• aileenschreibt

    @williwu sagte in HILFE!! Spinnen...:

    Ich gebe aber zu, meinen Schülerinnen, die den Hauptschulabschluss nachholen wollen, bringe ich das nicht so ausführlich bei, die wollen in der Regel auch keine Geschichten schreiben.

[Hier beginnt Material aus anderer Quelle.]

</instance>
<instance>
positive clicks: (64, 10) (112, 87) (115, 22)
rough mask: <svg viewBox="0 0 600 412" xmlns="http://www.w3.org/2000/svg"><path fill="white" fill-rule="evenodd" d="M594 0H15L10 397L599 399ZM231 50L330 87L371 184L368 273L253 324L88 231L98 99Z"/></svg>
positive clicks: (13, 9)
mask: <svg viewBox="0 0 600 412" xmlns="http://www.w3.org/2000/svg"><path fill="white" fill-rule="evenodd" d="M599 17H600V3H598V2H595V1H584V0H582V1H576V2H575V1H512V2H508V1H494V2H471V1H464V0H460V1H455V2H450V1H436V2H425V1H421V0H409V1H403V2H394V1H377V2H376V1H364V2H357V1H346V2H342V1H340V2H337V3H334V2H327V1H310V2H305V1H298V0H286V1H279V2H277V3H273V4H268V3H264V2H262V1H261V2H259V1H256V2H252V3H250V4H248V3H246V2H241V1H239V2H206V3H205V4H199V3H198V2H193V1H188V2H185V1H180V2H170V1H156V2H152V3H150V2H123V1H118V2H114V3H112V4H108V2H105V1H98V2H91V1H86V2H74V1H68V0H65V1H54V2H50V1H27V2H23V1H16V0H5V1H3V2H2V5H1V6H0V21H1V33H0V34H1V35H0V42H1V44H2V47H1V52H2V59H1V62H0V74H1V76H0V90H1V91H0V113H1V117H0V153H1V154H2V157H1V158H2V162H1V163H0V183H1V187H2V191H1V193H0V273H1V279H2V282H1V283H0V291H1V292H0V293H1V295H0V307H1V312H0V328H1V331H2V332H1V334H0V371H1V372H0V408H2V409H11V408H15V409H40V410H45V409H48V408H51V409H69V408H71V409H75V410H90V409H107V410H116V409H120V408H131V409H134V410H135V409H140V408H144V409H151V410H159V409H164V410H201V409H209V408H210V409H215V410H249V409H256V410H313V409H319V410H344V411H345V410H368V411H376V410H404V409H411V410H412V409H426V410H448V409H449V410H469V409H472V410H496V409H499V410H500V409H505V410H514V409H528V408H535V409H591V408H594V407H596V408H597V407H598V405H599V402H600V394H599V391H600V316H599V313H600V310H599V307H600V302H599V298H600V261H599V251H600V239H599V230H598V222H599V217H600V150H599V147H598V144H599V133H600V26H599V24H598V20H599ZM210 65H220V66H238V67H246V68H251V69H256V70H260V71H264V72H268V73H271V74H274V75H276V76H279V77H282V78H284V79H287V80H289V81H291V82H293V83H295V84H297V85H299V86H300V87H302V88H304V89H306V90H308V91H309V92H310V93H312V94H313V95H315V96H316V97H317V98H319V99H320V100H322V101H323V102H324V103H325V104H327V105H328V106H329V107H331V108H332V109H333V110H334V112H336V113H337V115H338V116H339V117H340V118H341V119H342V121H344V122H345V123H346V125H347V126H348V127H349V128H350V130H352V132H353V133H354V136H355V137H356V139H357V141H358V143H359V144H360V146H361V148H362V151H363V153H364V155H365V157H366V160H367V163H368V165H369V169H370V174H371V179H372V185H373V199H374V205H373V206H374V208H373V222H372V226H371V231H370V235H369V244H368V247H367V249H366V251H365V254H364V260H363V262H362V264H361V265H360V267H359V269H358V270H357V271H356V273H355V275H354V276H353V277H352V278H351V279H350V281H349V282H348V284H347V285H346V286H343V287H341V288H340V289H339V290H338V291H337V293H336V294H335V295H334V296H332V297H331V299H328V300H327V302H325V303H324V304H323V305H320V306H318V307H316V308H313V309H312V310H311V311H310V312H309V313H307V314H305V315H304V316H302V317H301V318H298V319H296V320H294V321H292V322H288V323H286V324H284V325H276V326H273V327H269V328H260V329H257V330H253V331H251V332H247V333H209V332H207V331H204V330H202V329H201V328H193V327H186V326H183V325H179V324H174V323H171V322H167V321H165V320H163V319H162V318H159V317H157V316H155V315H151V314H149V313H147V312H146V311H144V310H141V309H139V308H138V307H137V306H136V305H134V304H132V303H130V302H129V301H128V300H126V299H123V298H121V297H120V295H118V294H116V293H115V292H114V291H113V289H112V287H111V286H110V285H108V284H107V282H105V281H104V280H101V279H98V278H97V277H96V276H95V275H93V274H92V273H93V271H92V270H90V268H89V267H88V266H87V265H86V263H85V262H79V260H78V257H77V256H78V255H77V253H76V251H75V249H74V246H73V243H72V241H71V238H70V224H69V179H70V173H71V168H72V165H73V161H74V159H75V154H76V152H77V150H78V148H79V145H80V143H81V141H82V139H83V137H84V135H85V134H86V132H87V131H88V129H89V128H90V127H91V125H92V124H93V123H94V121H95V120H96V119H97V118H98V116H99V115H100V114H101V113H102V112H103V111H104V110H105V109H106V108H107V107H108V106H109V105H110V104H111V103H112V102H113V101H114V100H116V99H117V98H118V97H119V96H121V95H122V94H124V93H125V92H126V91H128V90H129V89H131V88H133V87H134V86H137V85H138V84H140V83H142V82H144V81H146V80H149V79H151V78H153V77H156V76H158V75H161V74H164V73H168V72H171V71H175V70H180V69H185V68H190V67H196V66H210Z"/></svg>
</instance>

    Muss ich mich jetzt für das “Beibringen” bedanken, das dich noch mehr Aufwand gekostet hat als bei einem Hauptschüler? :unamused: Und überhaupt: Warum erklärst du es den Schülern nicht ausführlich? Und warum lässt du sie keine Geschichten schreiben? Vielleicht wollen die Schüler keine Geschichten schreiben, weil ihnen eingeredet wird, dass sie es nicht könnten.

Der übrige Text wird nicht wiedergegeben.